Se a urna falasse e, a cada toque de botão, o candidato ouvisse nossa pergunta ou observação, um conheceria o outro. Não haveria o distanciamento de agora em que, passada a eleição, ninguém se lembra do que foi dito e prometido na campanha eleitoral.
Se a urna desse também a oportunidade de falar (e não só marcar números), os candidatos iriam perceber que eles não são o objeto do voto, ainda que assim pareça. O objeto do voto somos nós, eleitores.
Nós é que iremos suportar nossos governantes durante quatro anos. Nós é que somos donos do mandato dado aos governantes. Eles apenas comandam e guiam o que nós lhes outorgamos como eleitores. Quanto teríamos a dizer se na urna houvesse espaço para, pelo menos, um recado verbal ou um bilhetinho!
Por exemplo: os que confiam em Sartori perguntariam por que (na entrevista ao Portal Terra, na internet) ele confundiu o piso salarial do magistério com o piso da loja Tumelero, com que decoramos banheiros, cozinhas e adjacências. E indagariam se o deboche foi uma sátira equivocada do “marqueteiro” ou um lapso espontâneo do candidato.

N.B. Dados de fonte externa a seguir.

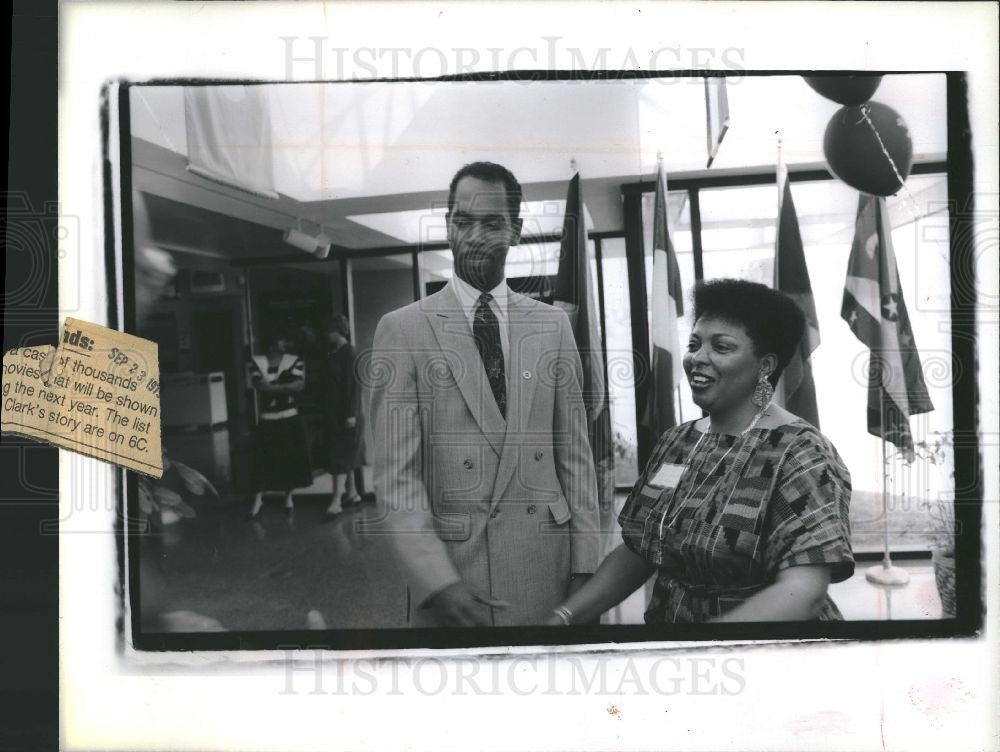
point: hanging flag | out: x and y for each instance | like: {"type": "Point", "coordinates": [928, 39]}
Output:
{"type": "Point", "coordinates": [229, 137]}
{"type": "Point", "coordinates": [668, 307]}
{"type": "Point", "coordinates": [796, 390]}
{"type": "Point", "coordinates": [574, 293]}
{"type": "Point", "coordinates": [873, 307]}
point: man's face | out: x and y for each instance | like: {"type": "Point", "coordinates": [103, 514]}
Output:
{"type": "Point", "coordinates": [481, 231]}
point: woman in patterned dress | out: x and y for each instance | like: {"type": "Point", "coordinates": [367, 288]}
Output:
{"type": "Point", "coordinates": [741, 515]}
{"type": "Point", "coordinates": [281, 454]}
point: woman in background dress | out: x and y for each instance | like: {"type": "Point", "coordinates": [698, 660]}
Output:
{"type": "Point", "coordinates": [343, 415]}
{"type": "Point", "coordinates": [281, 455]}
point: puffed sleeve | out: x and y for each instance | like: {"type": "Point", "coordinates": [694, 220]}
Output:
{"type": "Point", "coordinates": [807, 521]}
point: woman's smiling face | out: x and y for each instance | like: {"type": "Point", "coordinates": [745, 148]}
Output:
{"type": "Point", "coordinates": [721, 365]}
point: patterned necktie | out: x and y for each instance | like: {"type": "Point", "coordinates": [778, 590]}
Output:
{"type": "Point", "coordinates": [486, 331]}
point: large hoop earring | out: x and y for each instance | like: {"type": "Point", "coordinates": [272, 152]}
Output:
{"type": "Point", "coordinates": [763, 392]}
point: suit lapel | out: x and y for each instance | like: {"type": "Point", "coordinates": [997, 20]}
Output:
{"type": "Point", "coordinates": [522, 379]}
{"type": "Point", "coordinates": [454, 337]}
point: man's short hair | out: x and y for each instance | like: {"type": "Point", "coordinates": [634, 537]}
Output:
{"type": "Point", "coordinates": [489, 172]}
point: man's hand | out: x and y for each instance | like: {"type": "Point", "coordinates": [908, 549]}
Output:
{"type": "Point", "coordinates": [461, 605]}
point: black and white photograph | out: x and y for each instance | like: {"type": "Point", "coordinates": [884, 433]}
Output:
{"type": "Point", "coordinates": [497, 354]}
{"type": "Point", "coordinates": [550, 376]}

A educação de todos nós nasce na casa paterna, mas toma rumo definido, vida afora, pelas mãos das professoras e professores, num trabalho abnegado, responsável e pessimamente remunerado.

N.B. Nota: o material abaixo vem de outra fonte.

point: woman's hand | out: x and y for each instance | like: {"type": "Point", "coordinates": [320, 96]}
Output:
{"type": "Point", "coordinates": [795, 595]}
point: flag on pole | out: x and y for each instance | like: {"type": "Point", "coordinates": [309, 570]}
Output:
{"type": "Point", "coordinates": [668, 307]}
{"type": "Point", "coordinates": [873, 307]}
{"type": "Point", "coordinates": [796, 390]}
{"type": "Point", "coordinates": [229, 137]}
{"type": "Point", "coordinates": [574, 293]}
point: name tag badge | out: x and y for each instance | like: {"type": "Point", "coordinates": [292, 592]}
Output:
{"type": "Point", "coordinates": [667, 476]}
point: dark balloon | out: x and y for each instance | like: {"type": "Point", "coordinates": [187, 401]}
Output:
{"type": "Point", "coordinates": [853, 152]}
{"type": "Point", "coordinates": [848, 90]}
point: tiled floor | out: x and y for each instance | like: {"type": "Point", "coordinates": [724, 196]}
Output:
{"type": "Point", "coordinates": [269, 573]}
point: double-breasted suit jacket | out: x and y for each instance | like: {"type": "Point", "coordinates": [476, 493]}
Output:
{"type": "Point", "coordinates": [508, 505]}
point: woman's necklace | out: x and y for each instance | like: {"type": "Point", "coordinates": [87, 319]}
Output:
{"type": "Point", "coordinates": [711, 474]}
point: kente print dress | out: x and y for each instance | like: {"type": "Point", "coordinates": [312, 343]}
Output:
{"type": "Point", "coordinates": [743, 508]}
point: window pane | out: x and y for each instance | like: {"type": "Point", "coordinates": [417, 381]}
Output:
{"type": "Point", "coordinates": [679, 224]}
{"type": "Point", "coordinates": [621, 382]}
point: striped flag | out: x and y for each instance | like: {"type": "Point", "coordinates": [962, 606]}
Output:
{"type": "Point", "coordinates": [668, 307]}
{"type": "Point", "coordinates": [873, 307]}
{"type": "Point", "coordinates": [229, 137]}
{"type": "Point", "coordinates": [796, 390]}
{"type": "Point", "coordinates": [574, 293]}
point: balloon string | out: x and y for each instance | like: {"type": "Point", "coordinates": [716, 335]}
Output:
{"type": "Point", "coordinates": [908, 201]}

Os que confiam em Tarso perguntariam por que o governador não cumpriu as exigências do piso salarial das professoras, instituído por ele próprio quando ministro da Educação, anos atrás. Pela inércia do setor educacional estadual? Por falta de recursos financeiros? Mas governar significa ser criativo, “tirar leite das pedras”, obter recursos sem aumentar impostos. Foi assim que, no século passado, o jovem Leonel Brizola, como prefeito da Capital e governador, dotou o Rio Grande do melhor sistema de ensino do país.
A Loteria Estadual, extinta no governo Rigotto, do PMDB, não poderia ter sido fonte de renda para o ensino e a remuneração digna das professoras?
Que cada qual pense o que perguntar a Dilma e a Aécio, que muito se exibiram mas pouco se mostraram. Eu me limitaria a indagar por que não abordaram dois temas fundamentais:
1. Defender a vida impedindo a devastação do meio ambiente, que começa a pôr em risco a agricultura e nos deixará um planeta faminto em 50 anos.
2. Combater a drogadição e (mais ainda) o narcotráfico que alimenta o crime e é sinônimo de morte em vida.
Enquanto a urna não fale, porém, os números 13, 15, 45 e outros, serão apenas bons palpites para o jogo do bicho ou a Mega Sena acumulada.